There are those who refuse to feed bees and choose to leave a super of honey on through the winter instead. There are a few problems we can see with this method 1. During a bad season in Britain yield can be extremely poor meaning a super of honey may not even be collected 2. Leaving a super on could mean that the bees spread from the nest to the super meaning that the cluster does not remain warm enough 3. Robbing is perhaps more of a risk

What to feed?

Sugar syrup will be used by the bees to tide them over until there is a nectar source in the Spring. White granulated sugar dissolved in warm water at a 2:1 ratio gives you a thick syrup.

Specially formulated invert sugar syrup- from bee feed suppliers is a very good but expensive option.

Fondant- home made or bought in bakers fondant. For the bees to make use of this solid form of feed they require water that is often found in the hive as condensation therefore fondant is used slowly by the bees when they need it.

Honey stores on frames – So long as you are 100% sure that they are disease free, if you have more than one hive you may want to take frames of stores (honey) from hives with excess to give to lower weight hives.

Protein supplements- We have found that this is superfluous in our pollen rich surroundings here in West Wales but in some areas it may be of help in early Spring to bring on the colonies.


Types of feeders

How to feed?

There are many different feeding methods, (feeders) depending on your choice of hive, reason for feeding and environmental conditions. Click on the types of feeders for examples that you can buy.

  1. Rapid feeders–  There are various models to try but the basic principle is having a tray that is placed over or in place of the crown board with a hole or slot to save the bees from drowning. They are ideal for feeding larger amounts of syrup to bees in the Autumn but are not the best option of feeders for cold conditions.
  2. Contact feeders– are containers or buckets that have a filter or mesh section in the middle, the container is turned upside down then the vacuum keeps the liquid syrup inside. When placed over the crown board feeder hole, the bees have access to the syrup. This method is more effective in cold weather conditions and emergency feeding of smaller quantities. Also not the best option for very cold conditions as there is a risk that a contraction of the container can occur that can push the feed into the hive soaking the bees.
  3. Frame feeders– are hollow frame shaped feeders with a float inside that prevents bees from drowning. These types of feeders are typically used in nuclei, or for when building up nuclei into full sized hives.

When to feed?

Autumn feeding: A hive that has plenty of stores to go into the winter is less likely to starve. Check in late autumn if the conditions are warm enough and if the stores are depleted you can feed the bees with a sugar syrup with rapid feeders. If its not warm enough to open the hives you can heft them to check the weight, if you grunt when you try and lift a side then they’re heavy enough.

Emergency feeding: prevention should avoid this being necessary,  but sometimes a bees source depletes in the surrounding area also periods of bad weather stops the bees from being able to travel to their nectar source.

Early Spring feeding:

New or weaker colonies- when you have introduced a new colony to your hive feeding sugar syrup will help it to increase its numbers therefore establish.

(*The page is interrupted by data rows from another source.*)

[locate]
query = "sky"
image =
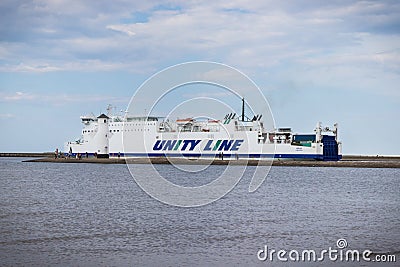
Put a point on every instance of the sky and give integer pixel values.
(329, 61)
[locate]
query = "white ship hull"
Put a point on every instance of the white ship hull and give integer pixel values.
(151, 137)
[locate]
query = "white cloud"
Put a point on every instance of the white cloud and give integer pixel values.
(58, 99)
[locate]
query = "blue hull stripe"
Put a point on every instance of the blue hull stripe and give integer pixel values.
(242, 156)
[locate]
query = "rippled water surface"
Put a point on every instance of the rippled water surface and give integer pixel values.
(96, 215)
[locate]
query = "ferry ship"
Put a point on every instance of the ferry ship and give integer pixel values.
(232, 137)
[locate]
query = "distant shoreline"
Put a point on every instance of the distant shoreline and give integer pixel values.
(347, 161)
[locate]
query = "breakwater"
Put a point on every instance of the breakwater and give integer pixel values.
(347, 161)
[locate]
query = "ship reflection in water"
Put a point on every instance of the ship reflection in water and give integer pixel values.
(95, 215)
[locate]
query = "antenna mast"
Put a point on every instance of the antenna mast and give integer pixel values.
(243, 109)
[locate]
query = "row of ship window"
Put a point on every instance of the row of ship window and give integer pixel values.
(127, 130)
(131, 124)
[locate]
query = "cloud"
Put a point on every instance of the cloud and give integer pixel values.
(44, 36)
(58, 99)
(7, 116)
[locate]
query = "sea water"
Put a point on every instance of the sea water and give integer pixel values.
(68, 214)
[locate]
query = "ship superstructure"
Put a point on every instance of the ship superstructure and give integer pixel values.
(231, 137)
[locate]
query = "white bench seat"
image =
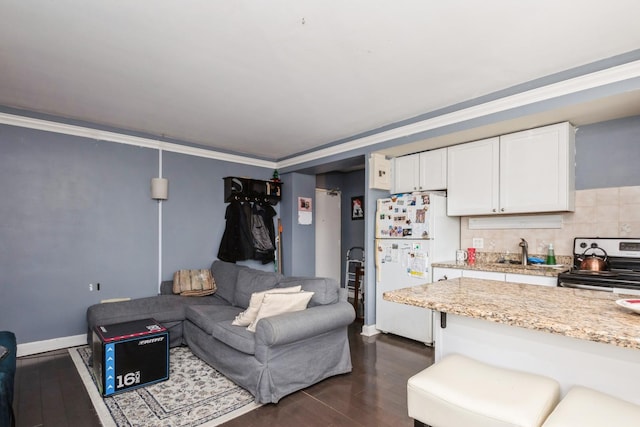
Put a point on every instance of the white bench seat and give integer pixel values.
(462, 392)
(585, 407)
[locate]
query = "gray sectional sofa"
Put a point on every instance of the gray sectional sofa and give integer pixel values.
(287, 352)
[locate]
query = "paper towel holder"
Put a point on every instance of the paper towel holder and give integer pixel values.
(159, 188)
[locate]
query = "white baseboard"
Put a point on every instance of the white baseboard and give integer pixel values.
(369, 330)
(36, 347)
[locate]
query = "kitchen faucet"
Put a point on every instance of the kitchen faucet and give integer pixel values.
(525, 250)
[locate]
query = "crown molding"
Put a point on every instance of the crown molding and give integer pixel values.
(570, 86)
(100, 135)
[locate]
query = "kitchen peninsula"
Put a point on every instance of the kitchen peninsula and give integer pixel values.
(576, 336)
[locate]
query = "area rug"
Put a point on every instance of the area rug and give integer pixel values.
(194, 395)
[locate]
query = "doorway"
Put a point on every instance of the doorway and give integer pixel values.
(328, 234)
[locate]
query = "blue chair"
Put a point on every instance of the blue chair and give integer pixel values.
(7, 376)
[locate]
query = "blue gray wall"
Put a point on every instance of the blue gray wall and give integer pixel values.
(350, 184)
(75, 211)
(608, 154)
(299, 241)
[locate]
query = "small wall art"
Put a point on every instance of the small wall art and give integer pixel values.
(357, 208)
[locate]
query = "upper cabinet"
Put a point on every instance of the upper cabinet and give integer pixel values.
(424, 171)
(523, 172)
(473, 178)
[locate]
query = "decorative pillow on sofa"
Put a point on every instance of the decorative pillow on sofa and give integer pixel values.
(277, 303)
(249, 315)
(250, 281)
(326, 291)
(193, 283)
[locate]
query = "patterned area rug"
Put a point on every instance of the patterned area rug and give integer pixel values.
(194, 395)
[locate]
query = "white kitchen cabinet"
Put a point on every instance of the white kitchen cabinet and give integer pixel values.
(424, 171)
(523, 172)
(537, 170)
(441, 273)
(473, 178)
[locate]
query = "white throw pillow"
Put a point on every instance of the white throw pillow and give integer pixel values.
(274, 304)
(249, 315)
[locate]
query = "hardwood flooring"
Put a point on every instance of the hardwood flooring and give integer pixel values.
(49, 392)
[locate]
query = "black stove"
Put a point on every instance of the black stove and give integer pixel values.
(622, 265)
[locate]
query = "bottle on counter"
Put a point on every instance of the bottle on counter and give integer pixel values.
(551, 256)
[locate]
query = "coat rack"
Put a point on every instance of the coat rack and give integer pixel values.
(251, 190)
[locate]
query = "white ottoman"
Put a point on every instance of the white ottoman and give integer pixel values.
(462, 392)
(584, 407)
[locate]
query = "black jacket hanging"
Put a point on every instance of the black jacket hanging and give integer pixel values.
(263, 232)
(237, 241)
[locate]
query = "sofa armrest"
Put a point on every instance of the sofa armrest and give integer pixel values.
(290, 327)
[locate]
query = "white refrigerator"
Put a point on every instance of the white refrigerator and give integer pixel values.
(412, 231)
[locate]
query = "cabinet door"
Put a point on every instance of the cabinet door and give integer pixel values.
(433, 170)
(472, 178)
(405, 174)
(537, 170)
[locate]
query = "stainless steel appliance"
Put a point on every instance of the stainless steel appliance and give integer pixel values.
(621, 273)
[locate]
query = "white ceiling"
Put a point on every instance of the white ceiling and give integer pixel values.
(275, 78)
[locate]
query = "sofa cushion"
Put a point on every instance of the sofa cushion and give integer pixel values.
(193, 282)
(226, 276)
(163, 308)
(325, 290)
(276, 303)
(249, 315)
(205, 317)
(250, 281)
(237, 337)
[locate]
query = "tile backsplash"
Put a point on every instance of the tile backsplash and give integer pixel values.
(601, 212)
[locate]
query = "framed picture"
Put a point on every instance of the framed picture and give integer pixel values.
(357, 207)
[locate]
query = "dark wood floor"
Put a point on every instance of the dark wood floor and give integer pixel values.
(49, 391)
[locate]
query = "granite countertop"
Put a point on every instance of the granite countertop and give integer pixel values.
(532, 270)
(576, 313)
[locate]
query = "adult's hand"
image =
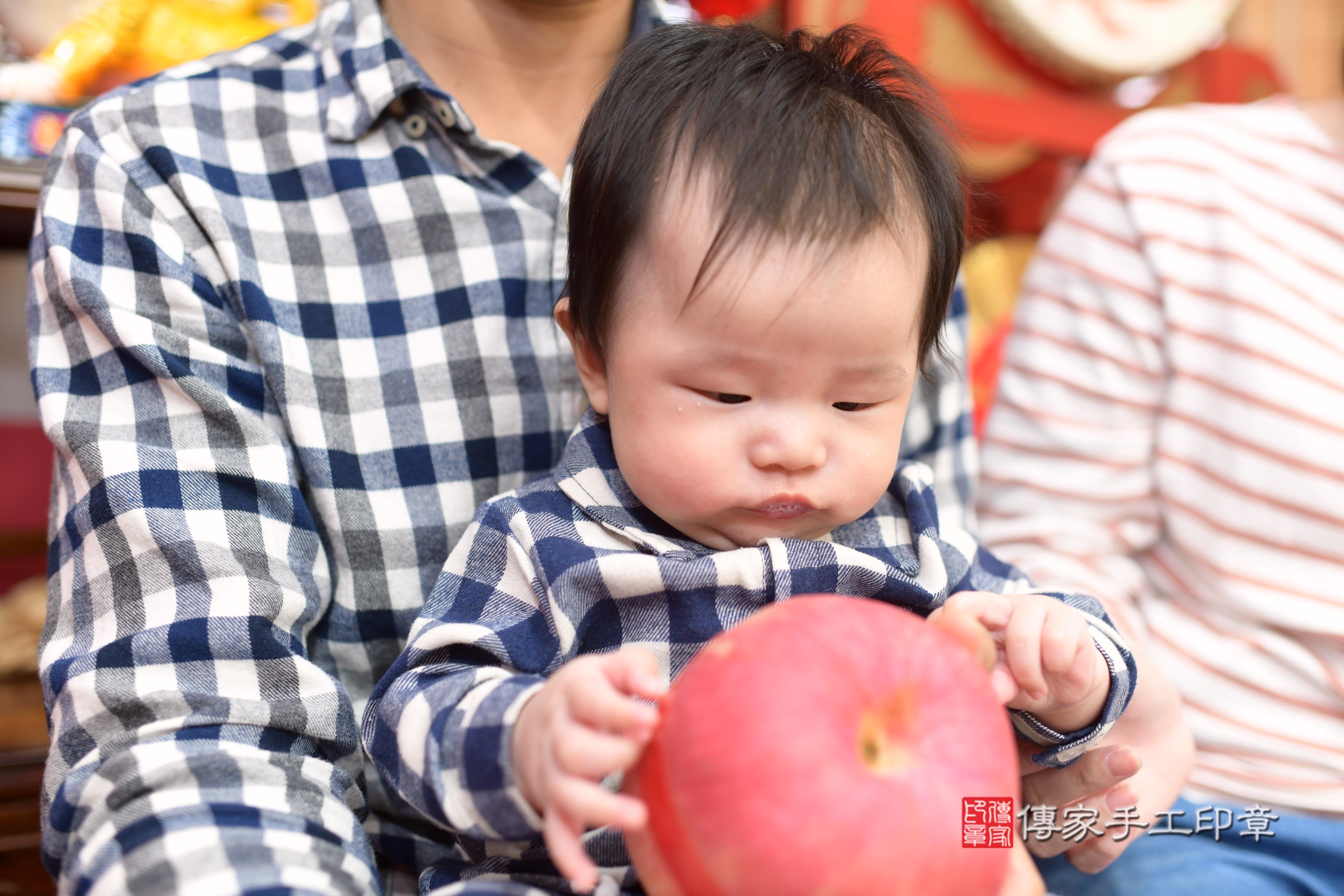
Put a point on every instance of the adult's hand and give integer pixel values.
(1141, 762)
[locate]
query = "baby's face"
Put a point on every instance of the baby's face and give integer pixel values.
(771, 401)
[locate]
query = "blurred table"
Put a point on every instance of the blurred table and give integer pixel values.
(23, 750)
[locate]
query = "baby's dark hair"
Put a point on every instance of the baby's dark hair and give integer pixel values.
(812, 137)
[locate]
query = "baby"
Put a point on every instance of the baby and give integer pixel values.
(764, 238)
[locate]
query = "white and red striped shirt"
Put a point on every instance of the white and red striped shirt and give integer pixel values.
(1170, 430)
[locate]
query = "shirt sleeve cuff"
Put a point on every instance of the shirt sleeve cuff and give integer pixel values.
(1064, 749)
(483, 773)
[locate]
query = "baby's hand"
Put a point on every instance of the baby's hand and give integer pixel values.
(1047, 663)
(577, 730)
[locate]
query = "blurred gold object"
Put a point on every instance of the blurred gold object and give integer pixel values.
(22, 614)
(123, 41)
(1108, 41)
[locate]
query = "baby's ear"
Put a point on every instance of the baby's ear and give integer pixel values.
(592, 369)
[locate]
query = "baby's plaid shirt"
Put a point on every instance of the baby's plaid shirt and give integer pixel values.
(574, 565)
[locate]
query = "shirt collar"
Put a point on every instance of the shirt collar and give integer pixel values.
(366, 68)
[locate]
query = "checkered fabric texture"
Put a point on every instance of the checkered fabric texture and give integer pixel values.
(574, 565)
(289, 326)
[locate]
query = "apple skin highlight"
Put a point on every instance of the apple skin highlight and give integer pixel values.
(823, 749)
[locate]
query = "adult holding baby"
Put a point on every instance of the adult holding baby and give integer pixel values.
(291, 324)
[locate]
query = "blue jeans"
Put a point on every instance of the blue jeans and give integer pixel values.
(1304, 858)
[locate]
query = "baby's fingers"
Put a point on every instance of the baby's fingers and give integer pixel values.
(1022, 647)
(1064, 636)
(586, 753)
(566, 848)
(595, 806)
(601, 706)
(635, 671)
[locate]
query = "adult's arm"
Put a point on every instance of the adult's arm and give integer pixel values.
(195, 743)
(1066, 491)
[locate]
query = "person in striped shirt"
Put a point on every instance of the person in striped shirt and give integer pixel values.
(748, 316)
(1170, 436)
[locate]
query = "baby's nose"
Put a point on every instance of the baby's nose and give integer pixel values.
(790, 452)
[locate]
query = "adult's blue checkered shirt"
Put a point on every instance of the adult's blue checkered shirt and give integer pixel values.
(289, 327)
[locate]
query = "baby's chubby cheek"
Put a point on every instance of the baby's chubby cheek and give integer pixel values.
(679, 464)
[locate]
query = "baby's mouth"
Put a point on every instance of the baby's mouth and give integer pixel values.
(784, 507)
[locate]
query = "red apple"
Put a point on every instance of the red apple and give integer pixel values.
(823, 749)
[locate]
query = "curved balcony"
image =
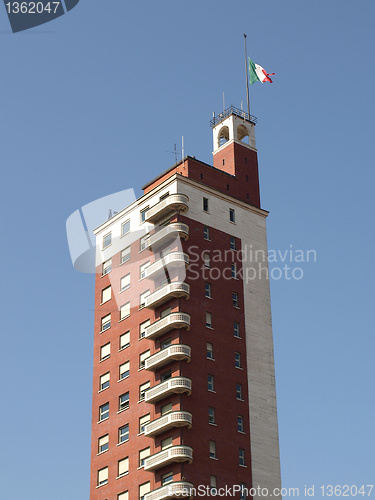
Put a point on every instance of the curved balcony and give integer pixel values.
(172, 419)
(173, 454)
(174, 385)
(172, 203)
(164, 325)
(175, 489)
(171, 261)
(167, 292)
(174, 352)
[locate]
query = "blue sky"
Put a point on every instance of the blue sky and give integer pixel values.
(91, 104)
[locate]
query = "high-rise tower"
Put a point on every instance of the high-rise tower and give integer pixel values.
(184, 385)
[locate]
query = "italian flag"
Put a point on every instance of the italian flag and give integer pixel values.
(258, 74)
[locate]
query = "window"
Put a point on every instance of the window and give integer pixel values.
(107, 240)
(208, 320)
(237, 360)
(241, 456)
(123, 466)
(166, 443)
(167, 478)
(144, 489)
(236, 329)
(125, 255)
(123, 401)
(207, 260)
(142, 328)
(240, 425)
(125, 311)
(103, 476)
(106, 294)
(106, 322)
(210, 351)
(142, 269)
(103, 443)
(166, 408)
(142, 298)
(103, 412)
(232, 215)
(107, 267)
(125, 282)
(211, 415)
(143, 421)
(142, 389)
(123, 433)
(124, 370)
(143, 454)
(239, 391)
(125, 340)
(105, 351)
(104, 381)
(212, 449)
(142, 358)
(125, 227)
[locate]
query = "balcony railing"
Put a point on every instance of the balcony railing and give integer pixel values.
(173, 203)
(175, 489)
(170, 261)
(164, 325)
(171, 353)
(165, 293)
(174, 385)
(173, 419)
(173, 454)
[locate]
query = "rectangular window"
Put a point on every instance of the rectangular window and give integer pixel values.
(124, 370)
(205, 204)
(142, 358)
(208, 320)
(103, 476)
(143, 454)
(125, 311)
(142, 389)
(103, 443)
(212, 449)
(107, 240)
(142, 328)
(107, 267)
(106, 322)
(125, 255)
(106, 294)
(125, 340)
(143, 421)
(103, 412)
(125, 282)
(105, 351)
(123, 466)
(240, 425)
(123, 433)
(123, 401)
(104, 381)
(125, 227)
(211, 415)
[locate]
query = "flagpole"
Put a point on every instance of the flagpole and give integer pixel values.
(247, 77)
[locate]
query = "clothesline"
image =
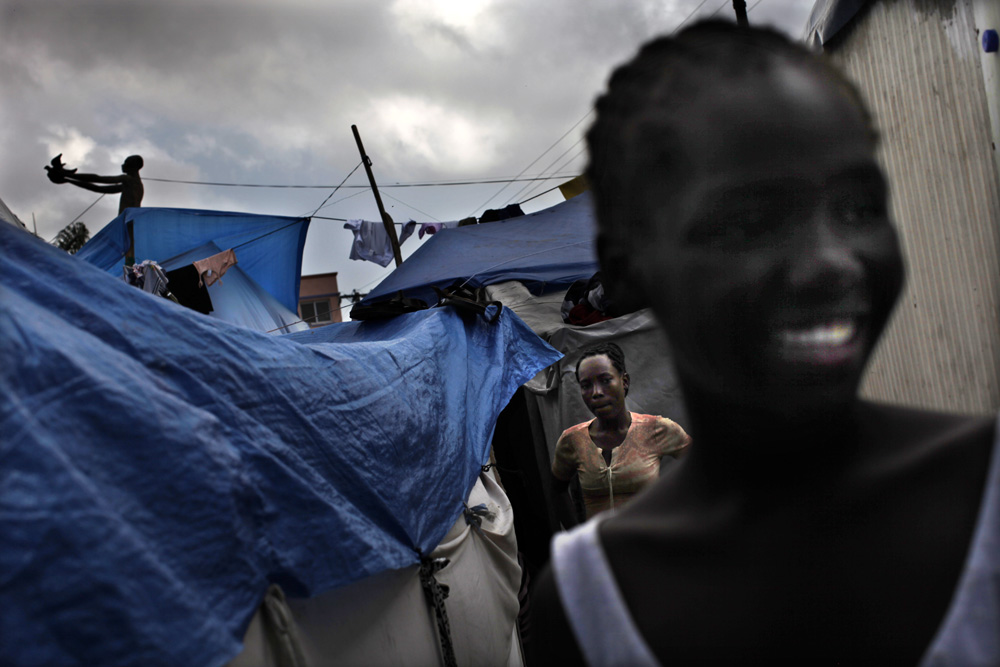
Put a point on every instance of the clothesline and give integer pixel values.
(426, 184)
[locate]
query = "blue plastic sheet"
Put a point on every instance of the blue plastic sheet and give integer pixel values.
(159, 467)
(268, 247)
(551, 248)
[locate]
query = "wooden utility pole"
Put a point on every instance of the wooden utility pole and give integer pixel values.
(740, 7)
(390, 228)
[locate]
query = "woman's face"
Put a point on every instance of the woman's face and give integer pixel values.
(776, 271)
(602, 387)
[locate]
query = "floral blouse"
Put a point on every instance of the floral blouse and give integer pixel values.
(634, 463)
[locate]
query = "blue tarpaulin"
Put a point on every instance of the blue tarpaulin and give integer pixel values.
(268, 247)
(551, 248)
(159, 467)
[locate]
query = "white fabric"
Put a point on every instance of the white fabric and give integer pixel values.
(653, 386)
(969, 636)
(586, 583)
(386, 620)
(371, 241)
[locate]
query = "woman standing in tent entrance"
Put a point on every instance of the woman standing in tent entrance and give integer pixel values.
(618, 452)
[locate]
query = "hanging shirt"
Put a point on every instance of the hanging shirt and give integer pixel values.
(371, 241)
(634, 463)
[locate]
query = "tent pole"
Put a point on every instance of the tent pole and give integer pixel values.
(390, 228)
(740, 7)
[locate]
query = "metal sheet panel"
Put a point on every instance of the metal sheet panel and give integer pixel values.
(917, 65)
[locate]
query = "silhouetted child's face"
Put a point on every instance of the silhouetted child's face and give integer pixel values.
(776, 268)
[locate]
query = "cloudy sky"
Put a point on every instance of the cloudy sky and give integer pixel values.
(253, 92)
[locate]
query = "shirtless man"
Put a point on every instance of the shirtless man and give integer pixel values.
(128, 183)
(738, 195)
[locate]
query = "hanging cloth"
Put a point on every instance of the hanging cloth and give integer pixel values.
(213, 268)
(371, 241)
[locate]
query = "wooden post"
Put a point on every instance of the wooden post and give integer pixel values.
(740, 7)
(390, 228)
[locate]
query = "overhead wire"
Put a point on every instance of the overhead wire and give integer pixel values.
(338, 187)
(411, 206)
(422, 184)
(561, 166)
(688, 17)
(724, 3)
(554, 144)
(333, 203)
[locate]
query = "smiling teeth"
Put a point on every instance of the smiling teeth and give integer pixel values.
(834, 334)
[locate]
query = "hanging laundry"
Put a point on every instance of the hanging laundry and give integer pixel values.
(185, 285)
(371, 241)
(149, 277)
(213, 268)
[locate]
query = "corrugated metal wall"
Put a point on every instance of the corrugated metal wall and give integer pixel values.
(916, 63)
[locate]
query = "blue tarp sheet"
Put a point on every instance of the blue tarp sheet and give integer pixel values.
(547, 249)
(268, 247)
(159, 467)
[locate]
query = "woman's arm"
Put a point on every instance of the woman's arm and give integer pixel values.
(565, 509)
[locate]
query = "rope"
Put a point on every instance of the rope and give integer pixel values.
(336, 188)
(483, 205)
(436, 594)
(423, 184)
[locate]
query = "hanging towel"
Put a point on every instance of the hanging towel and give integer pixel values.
(213, 268)
(371, 242)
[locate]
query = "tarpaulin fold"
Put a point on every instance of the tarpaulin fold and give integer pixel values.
(546, 249)
(159, 467)
(269, 247)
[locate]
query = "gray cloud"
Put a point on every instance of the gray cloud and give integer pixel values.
(260, 92)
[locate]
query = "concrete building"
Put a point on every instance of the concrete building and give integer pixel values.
(319, 299)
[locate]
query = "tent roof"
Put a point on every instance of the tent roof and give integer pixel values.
(206, 460)
(549, 248)
(268, 247)
(827, 18)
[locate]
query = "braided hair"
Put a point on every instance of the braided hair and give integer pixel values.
(611, 350)
(634, 142)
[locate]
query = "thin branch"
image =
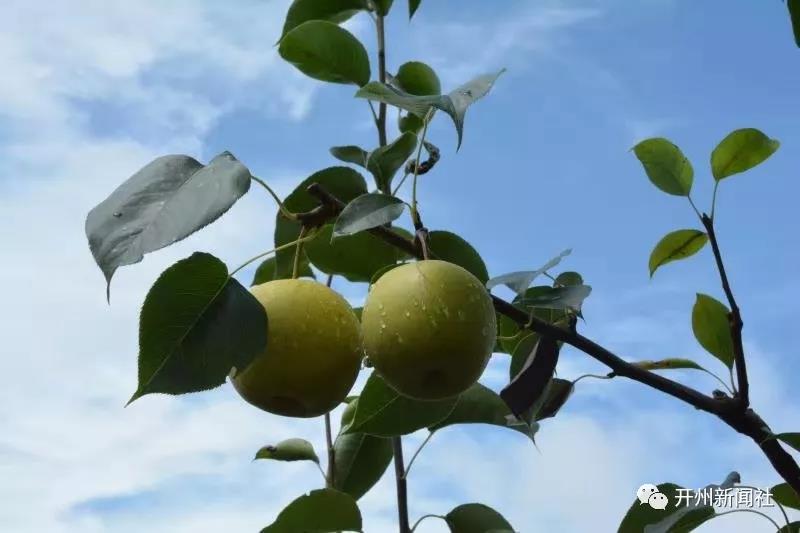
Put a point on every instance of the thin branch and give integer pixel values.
(735, 317)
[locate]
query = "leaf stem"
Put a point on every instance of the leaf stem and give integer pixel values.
(278, 249)
(285, 212)
(416, 453)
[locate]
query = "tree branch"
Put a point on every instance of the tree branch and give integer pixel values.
(734, 318)
(729, 410)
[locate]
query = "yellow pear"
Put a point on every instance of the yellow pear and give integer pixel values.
(313, 351)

Hive is light- if your hive is easy to lift it may not have sufficient stores.



Don't feed while nectar flow on


Adulteration of honey – be aware of not feeding during the honey flow which would result adulterating your honey.

Robbing- Feeding bees excites the bees which can stimulate robbing, so don’t spill or leave feeding equipment around your apiary. If feeding before Autumn do the whole apiary at the same time.

Pest control following Autumn feed- ensure hives are mouse proof, with mouse guards after feeding.

A good rule of thumb is to always leave your hive with at least one frame of capped stores on the edge of the nest.